Translating Video Recordings of Mobile App Usages into Replayable
Scenarios
- URL: http://arxiv.org/abs/2005.09057v1
- Date: Mon, 18 May 2020 20:11:36 GMT
- Title: Translating Video Recordings of Mobile App Usages into Replayable
Scenarios
- Authors: Carlos Bernal-C\'ardenas, Nathan Cooper, Kevin Moran, Oscar Chaparro,
Andrian Marcus and Denys Poshyvanyk
- Abstract summary: V2S is a lightweight, automated approach for translating video recordings of Android app usages into replayable scenarios.
We performed an extensive evaluation of V2S involving 175 videos depicting 3,534 GUI-based actions collected from users exercising features and reproducing bugs from over 80 popular Android apps.

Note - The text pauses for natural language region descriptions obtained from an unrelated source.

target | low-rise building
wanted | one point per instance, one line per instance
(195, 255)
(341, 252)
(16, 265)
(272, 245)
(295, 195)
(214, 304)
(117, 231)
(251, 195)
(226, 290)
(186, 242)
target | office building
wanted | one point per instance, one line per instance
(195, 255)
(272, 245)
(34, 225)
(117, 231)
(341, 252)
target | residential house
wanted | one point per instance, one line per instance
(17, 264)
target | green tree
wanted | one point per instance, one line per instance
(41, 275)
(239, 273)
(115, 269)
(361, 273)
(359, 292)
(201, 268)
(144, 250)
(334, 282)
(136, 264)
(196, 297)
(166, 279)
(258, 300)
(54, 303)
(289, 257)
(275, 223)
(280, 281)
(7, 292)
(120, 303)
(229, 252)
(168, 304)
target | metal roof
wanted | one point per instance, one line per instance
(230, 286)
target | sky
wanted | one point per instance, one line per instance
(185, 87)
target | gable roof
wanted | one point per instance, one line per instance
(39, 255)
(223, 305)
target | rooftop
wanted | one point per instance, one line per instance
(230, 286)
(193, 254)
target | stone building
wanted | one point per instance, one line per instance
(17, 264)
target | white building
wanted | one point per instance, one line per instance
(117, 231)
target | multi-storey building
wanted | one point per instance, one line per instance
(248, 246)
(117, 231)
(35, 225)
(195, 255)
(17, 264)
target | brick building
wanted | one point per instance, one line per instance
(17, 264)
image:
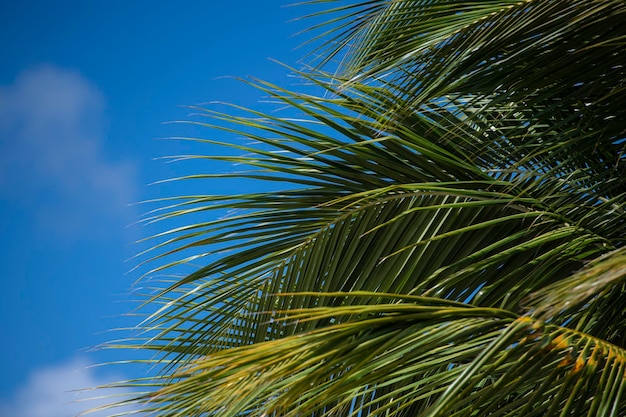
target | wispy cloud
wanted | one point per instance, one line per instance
(59, 391)
(52, 154)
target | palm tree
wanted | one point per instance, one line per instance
(442, 233)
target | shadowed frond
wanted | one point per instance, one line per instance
(438, 232)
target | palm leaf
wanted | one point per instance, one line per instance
(437, 233)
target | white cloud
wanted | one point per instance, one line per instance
(59, 391)
(51, 154)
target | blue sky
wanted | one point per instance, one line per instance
(85, 90)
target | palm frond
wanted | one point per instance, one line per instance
(440, 232)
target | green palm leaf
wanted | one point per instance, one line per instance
(443, 235)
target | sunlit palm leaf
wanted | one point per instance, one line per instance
(433, 228)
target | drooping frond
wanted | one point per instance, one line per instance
(436, 235)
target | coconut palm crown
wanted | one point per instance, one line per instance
(445, 230)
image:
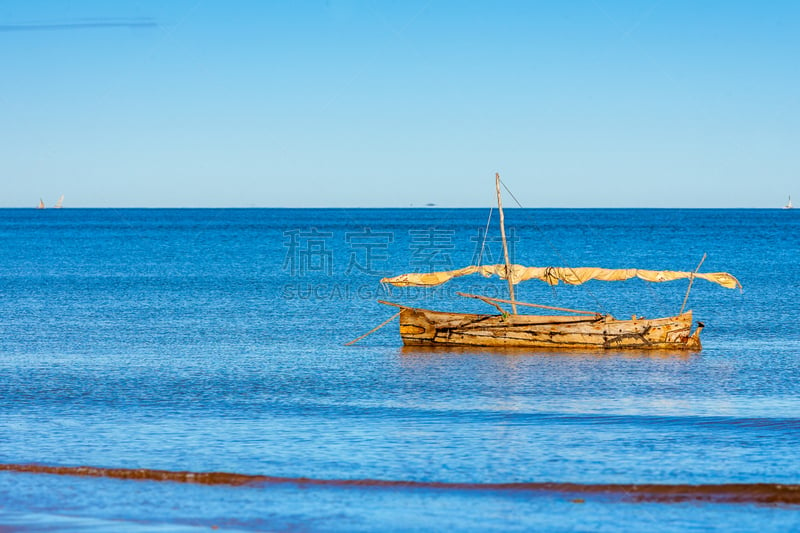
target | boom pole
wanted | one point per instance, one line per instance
(505, 245)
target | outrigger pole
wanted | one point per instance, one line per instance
(691, 280)
(505, 245)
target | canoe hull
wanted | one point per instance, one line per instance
(424, 327)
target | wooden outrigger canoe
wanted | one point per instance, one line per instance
(584, 330)
(424, 327)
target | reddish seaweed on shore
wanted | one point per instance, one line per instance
(760, 493)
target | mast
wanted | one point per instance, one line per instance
(505, 245)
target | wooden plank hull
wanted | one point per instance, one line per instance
(424, 327)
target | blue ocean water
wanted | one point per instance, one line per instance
(213, 340)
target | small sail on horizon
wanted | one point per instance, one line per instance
(552, 275)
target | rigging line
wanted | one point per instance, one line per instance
(485, 233)
(556, 251)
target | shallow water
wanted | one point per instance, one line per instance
(205, 340)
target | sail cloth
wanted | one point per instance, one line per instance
(552, 275)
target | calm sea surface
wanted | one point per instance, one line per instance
(213, 340)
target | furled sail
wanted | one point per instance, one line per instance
(552, 275)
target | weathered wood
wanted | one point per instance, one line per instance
(540, 306)
(426, 327)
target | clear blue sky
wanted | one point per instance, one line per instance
(347, 103)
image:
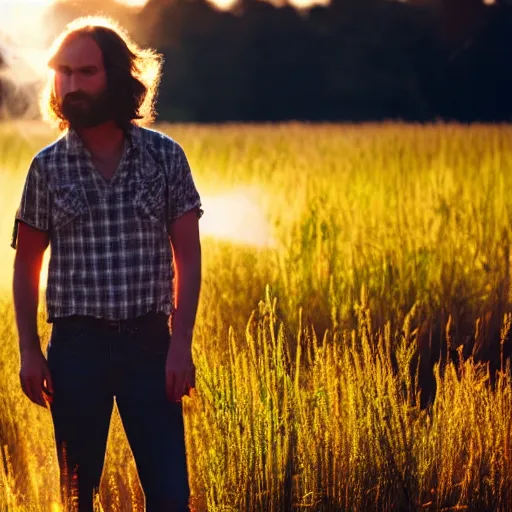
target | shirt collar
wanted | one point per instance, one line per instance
(75, 145)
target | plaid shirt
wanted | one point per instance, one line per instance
(110, 251)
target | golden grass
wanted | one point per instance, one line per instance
(303, 349)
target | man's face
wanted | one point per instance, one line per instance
(81, 83)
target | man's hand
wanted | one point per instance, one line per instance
(35, 377)
(180, 373)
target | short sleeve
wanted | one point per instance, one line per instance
(35, 202)
(183, 195)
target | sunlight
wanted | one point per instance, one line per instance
(236, 216)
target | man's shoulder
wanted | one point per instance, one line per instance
(52, 153)
(158, 140)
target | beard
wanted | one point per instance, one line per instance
(83, 110)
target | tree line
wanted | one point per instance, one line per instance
(354, 60)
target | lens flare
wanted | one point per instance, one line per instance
(236, 216)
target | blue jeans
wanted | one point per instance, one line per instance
(90, 363)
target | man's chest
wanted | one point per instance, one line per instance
(132, 200)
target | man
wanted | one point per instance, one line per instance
(108, 197)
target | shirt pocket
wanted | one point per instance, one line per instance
(68, 204)
(150, 198)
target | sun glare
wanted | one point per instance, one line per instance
(235, 216)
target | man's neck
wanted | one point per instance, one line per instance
(103, 140)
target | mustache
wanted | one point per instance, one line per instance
(76, 96)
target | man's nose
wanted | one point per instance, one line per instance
(73, 83)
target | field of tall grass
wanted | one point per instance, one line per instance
(356, 240)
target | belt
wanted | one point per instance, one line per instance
(128, 324)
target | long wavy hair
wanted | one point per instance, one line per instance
(133, 73)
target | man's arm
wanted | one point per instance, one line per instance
(31, 245)
(184, 236)
(187, 259)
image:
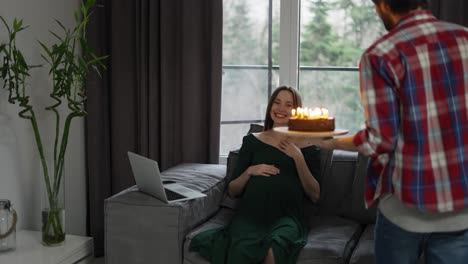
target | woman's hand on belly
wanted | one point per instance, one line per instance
(263, 170)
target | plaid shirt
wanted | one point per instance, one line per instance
(414, 88)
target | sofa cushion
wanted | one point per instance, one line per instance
(358, 211)
(331, 239)
(139, 227)
(364, 251)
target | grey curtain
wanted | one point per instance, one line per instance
(160, 96)
(454, 11)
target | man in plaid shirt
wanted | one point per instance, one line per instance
(414, 89)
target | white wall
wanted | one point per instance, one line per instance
(20, 171)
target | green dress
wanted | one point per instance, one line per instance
(270, 214)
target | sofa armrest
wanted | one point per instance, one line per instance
(139, 227)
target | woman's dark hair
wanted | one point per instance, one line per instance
(403, 6)
(297, 102)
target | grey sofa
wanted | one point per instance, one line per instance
(142, 229)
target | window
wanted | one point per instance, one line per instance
(313, 45)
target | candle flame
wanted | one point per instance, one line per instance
(309, 113)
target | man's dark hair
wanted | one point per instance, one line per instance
(404, 6)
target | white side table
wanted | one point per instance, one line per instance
(29, 250)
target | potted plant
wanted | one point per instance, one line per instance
(70, 59)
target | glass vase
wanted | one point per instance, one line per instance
(53, 209)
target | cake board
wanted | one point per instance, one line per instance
(336, 132)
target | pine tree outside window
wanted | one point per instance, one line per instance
(313, 45)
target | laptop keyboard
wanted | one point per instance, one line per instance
(172, 195)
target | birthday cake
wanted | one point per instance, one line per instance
(316, 120)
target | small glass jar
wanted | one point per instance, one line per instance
(8, 219)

- Score: 24.992877070869177
- License: http://arxiv.org/licenses/nonexclusive-distrib/1.0/
- Abstract: Screen recordings of mobile applications are easy to obtain and capture a
wealth of information pertinent to software developers (e.g., bugs or feature
requests), making them a popular mechanism for crowdsourced app feedback. Thus,
these videos are becoming a common artifact that developers must manage. In
light of unique mobile development constraints, including swift release cycles
and rapidly evolving platforms, automated techniques for analyzing all types of
rich software artifacts provide benefit to mobile developers. Unfortunately,
automatically analyzing screen recordings presents serious challenges, due to
their graphical nature, compared to other types of (textual) artifacts. To
address these challenges, this paper introduces V2S, a lightweight, automated
approach for translating video recordings of Android app usages into replayable
scenarios. V2S is based primarily on computer vision techniques and adapts
recent solutions for object detection and image classification to detect and
classify user actions captured in a video, and convert these into a replayable
test scenario. We performed an extensive evaluation of V2S involving 175 videos
depicting 3,534 GUI-based actions collected from users exercising features and
reproducing bugs from over 80 popular Android apps. Our results illustrate that
V2S can accurately replay scenarios from screen recordings, and is capable of
reproducing $\approx$ 89% of our collected videos with minimal overhead. A case
study with three industrial partners illustrates the potential usefulness of
V2S from the viewpoint of developers.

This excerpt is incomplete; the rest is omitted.